A Google logo at a data center exhibition
The hardest hit are those publishers that depended on big tech companies to siphon audiences to their websites © Alex Kraus/Bloomberg

Election years are typically boom times for the industrial complex of cable channels, newspapers and local TV broadcasters that make up the US news media.

Yet with only five months to go to the vote for the White House, the industry is far from thriving. Instead, all around the US news business, red signals are flashing.

An array of outlets have suffered shrinking audiences while large players including NBC News, the Los Angeles Times and The Wall Street Journal have cut jobs. Even rightwing media that might have expected to see an election-related boost have suffered from falling reader traffic.

Without a “Trump bump” or once in a generation pandemic to inflate audiences, the US media has been left to confront the structural challenges that have battered it for decades, while staring down the latest potential threat: artificial intelligence. 

The hardest hit are those publishers that depended on big tech companies to siphon audiences to their websites. Google has been making changes to its search engine algorithm that has hit web traffic for some publishers. Meta, meanwhile, has in effect exited the news business, having last year de-prioritised news in its feeds. Outlets that were wholly reliant on attracting big traffic numbers, such as BuzzFeed News, have been wiped out entirely.

Last month, Google introduced AI-generated answers to queries in its search results. The transition has not been smooth, with the site coming under fire for erroneous and absurd responses, such as advising users to glue cheese to pizza. 

But the change is already having an impact on news outlets that have relied on their stories being prioritised in Google’s search results. In an internal memo last week, Business Insider chief executive Barbara Peng told staff that traffic from Google had been “especially volatile” over the previous month. “The path ahead will be difficult,” she warned. BI’s website drew 105mn visitors in May, which was down 9 per cent from the prior month, according to Similarweb data. 

In comparison, in 2020, when the Covid-19 pandemic and the first Biden-Trump showdown kept Americans glued to the news, BI’s site was consistently drawing around 150mn monthly visitors, according to Similarweb. 

Other large news outlets have suffered similar falls from their 2020 highs. CNN.com brought in 564mn visitors in May, down 30 per cent from the same period in 2020. The drop-off was even steeper for The Washington Post, which drew 132mn visitors to its site in May, a 46 per cent decline from four years ago — a fact recently cited by chief executive Will Lewis, who rattled staff by telling them: “people aren’t reading your stuff”

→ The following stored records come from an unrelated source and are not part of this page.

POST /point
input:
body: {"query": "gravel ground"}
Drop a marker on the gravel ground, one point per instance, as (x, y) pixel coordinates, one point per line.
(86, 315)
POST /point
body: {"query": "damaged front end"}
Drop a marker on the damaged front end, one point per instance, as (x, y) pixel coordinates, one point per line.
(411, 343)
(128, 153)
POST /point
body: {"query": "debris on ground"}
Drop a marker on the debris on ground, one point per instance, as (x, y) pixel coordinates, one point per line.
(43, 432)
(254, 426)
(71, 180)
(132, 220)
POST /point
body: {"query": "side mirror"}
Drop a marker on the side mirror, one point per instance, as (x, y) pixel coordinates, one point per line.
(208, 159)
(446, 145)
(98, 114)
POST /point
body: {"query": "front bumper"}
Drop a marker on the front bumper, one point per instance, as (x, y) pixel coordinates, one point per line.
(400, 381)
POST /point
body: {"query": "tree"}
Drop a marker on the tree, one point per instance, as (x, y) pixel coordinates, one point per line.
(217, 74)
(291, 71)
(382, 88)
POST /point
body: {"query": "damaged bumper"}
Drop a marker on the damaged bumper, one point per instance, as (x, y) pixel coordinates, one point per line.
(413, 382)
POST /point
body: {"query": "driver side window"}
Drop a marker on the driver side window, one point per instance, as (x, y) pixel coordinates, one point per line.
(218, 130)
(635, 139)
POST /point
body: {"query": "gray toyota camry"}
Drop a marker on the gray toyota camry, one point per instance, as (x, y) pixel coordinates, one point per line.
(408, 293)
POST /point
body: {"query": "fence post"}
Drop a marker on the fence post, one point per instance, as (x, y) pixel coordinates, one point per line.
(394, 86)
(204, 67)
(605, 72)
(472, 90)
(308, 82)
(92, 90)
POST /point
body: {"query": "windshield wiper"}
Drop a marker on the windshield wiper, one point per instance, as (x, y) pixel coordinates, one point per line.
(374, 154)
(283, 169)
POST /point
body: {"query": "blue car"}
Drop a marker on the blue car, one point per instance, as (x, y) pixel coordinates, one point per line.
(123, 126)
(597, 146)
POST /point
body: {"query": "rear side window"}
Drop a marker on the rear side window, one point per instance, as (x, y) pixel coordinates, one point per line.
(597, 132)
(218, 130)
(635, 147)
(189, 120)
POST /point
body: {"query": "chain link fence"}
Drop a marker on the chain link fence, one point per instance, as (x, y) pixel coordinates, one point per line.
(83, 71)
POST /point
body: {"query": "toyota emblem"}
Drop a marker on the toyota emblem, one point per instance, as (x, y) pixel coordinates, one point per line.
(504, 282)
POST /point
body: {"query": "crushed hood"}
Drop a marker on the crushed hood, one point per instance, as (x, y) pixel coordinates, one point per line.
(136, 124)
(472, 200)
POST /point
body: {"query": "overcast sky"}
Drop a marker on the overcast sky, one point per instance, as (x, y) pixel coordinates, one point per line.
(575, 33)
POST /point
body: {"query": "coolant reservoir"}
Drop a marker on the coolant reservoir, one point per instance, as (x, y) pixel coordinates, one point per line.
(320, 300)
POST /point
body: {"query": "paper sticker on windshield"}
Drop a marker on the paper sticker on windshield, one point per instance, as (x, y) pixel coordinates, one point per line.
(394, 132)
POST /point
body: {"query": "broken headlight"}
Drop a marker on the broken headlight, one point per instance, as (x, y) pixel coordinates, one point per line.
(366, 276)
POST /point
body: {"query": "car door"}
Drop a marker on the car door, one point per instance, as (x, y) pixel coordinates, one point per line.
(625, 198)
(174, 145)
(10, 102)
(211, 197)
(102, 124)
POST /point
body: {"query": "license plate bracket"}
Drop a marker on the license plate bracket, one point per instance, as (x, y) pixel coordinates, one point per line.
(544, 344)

Artificial intelligence has, in the very short term, become an unexpected financial boost to those publishers who have struck deals with OpenAI in recent months. Rupert Murdoch’s News Corp last month agreed a deal that gave OpenAI access to its news archives in exchange for $250mn. The Financial Times, the Atlantic and Axel Springer have also made deals with OpenAI in recent months. 

But there remains a great deal of uncertainty as to whether AI will ultimately harm news publishers by cannibalising audiences, and if so, how deep the damage will be. “No one has a clue”, said a senior executive at one of the publishers who has made a recent deal with OpenAI. 

Some executives in the business expect that in the next year or two, a proper payment structure for news copyrights and AI will be established. This framework could be achieved through legislation, lawsuits or negotiations. Notably, the New York Times is currently suing OpenAI and Microsoft

As it battles OpenAI, The New York Times remains a very large exception to the broader pain felt in the industry. The paper, which is publicly traded but is controlled by the Sulzberger family, has gone from strength to strength as it expands into a modern media company with cooking, games and other offerings. The NYT’s stock is up by more than 35 per cent over the past year. 

But for most other media groups, the competition is brutal. Local news in the US has long been in crisis, with a steady flow of papers closing. And if real competition was not hard enough, political operatives are inventing fake rivals for attention. This week, the NewsGuard announced a fresh milestone: the US has more “pink slime” websites — which masquerade as local news outlets but are actually funded by political groups — than real local daily papers.